Maciej Firlej: Liczymy na podtrzymanie wyjazdowej passy
- W Kielcach graliśmy słabo, dużo na ten temat rozmawialiśmy i mam nadzieję, że przyniesie to pożądane efekty - powiedział Maciej Firlej.
Korona w meczach wyjazdowych notuje dobre wyniki. Kielczanie liczą na kolejne punkty w niedzielnym meczu.

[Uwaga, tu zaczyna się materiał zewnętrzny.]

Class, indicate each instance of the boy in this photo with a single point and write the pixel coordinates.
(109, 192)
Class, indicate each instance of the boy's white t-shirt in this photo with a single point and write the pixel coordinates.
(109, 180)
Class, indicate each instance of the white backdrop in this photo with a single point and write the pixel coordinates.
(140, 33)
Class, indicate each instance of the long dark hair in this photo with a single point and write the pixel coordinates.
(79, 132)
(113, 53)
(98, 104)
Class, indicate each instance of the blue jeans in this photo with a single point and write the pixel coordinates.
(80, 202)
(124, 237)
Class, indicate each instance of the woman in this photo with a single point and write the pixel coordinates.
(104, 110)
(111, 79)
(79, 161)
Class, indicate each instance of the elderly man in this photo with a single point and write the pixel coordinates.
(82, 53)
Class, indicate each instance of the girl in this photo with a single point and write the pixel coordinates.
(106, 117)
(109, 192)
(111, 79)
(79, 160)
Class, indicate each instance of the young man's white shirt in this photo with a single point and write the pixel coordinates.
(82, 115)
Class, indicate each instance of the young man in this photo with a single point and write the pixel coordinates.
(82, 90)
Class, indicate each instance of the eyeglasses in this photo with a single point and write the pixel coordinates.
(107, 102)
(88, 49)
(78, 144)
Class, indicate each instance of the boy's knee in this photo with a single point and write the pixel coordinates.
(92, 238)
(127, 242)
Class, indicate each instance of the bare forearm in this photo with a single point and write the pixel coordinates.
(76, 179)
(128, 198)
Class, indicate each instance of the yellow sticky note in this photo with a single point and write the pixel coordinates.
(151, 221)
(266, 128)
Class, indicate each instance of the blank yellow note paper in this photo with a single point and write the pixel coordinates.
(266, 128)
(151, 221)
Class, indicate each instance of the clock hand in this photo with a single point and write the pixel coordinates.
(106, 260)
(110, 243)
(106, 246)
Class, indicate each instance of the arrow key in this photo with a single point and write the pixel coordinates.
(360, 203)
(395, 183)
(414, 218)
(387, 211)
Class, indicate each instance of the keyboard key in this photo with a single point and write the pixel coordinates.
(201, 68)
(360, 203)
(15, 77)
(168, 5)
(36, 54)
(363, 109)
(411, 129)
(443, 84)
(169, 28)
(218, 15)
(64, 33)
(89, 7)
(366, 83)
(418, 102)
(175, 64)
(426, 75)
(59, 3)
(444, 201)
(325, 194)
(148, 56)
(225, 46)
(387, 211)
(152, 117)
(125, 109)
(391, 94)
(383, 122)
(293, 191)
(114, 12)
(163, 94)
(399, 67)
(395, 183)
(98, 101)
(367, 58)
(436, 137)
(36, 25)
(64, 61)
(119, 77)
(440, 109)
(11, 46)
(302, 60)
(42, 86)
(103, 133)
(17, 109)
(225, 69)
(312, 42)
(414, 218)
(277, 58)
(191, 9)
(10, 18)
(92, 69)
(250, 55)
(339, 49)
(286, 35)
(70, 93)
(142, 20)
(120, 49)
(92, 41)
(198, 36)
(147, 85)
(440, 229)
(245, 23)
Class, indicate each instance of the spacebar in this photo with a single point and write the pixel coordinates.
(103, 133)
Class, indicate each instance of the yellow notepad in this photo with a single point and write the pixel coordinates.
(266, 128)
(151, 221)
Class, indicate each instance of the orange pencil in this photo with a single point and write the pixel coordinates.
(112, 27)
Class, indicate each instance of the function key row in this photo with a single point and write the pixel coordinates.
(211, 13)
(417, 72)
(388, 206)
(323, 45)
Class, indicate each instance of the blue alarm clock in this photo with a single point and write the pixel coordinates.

- Na wyjeździe jeszcze nie przegraliśmy i to jest dobry prognostyk przed meczem, ale też chcemy lepiej zacząć grać na własnym stadionie. W Kielcach graliśmy słabo, dużo na ten temat rozmawialiśmy i mam nadzieję, że przyniesie to pożądane efekty - skwitował 24-latek.
Drużyna w spotkaniach na Suzuki Arenie nie jest wystarczająco skuteczna, aby zdobywać więcej punktów.
- W każdym z meczów u siebie problem polegał na tym, że stwarzaliśmy sobie sytuacje, ale podejmowaliśmy złe decyzje w kluczowych momentach. Martwią również popełniane błędy w defensywie. Musimy się starać ich wystrzegać - powiedział wychowanek Orła Wojcieszów.
Kielczanie pracują nad tym, aby przekładać dyspozycję z treningów na mecze i zarówno u siebie jak i na wyjeździe prezentować wysoki poziom.
- Naszą bolączką jest to, że nie potrafimy zagrać na równym poziomie kilku spotkań z rzędu. Trudno jednak powiedzieć co jest tego powodem. W naszym najbliższym rywalu upatruje się faworyta rozgrywek. Jednak za nami dopiero połowa rundy i z ocenami wstrzymajmy się do końca sezonu - ocenił napastnik Korony.
Piłkarze ŁKS-u strzelili jak do tej pory najwięcej goli spośród wszystkich drużyn Fortuna 1 Ligi. Niedzielny mecz będzie zatem sporym wyzwaniem dla kieleckiego bramkarza.
- W niedzielnym meczu spodziewam się, że będę miał dużo pracy, ale jestem na to przygotowany. Jednak liczę na to, że będziemy mieli swoje sytuacje i je wykorzystamy. ŁKS gra dobrze w piłkę i jest to bardzo wymagający rywal - stwierdził Marek Kozioł.
Łodzianie mają bardzo silną kadrę. Większość piłkarzy została w klubie mimo spadku z Ekstraklasy.
- My budujemy drużynę od nowa, zaś ŁKS to zespół złożony z zawodników, którzy długo ze sobą grają i to będzie dla nas bardzo trudne spotkanie - podsumował bramkarz kieleckiego zespołu.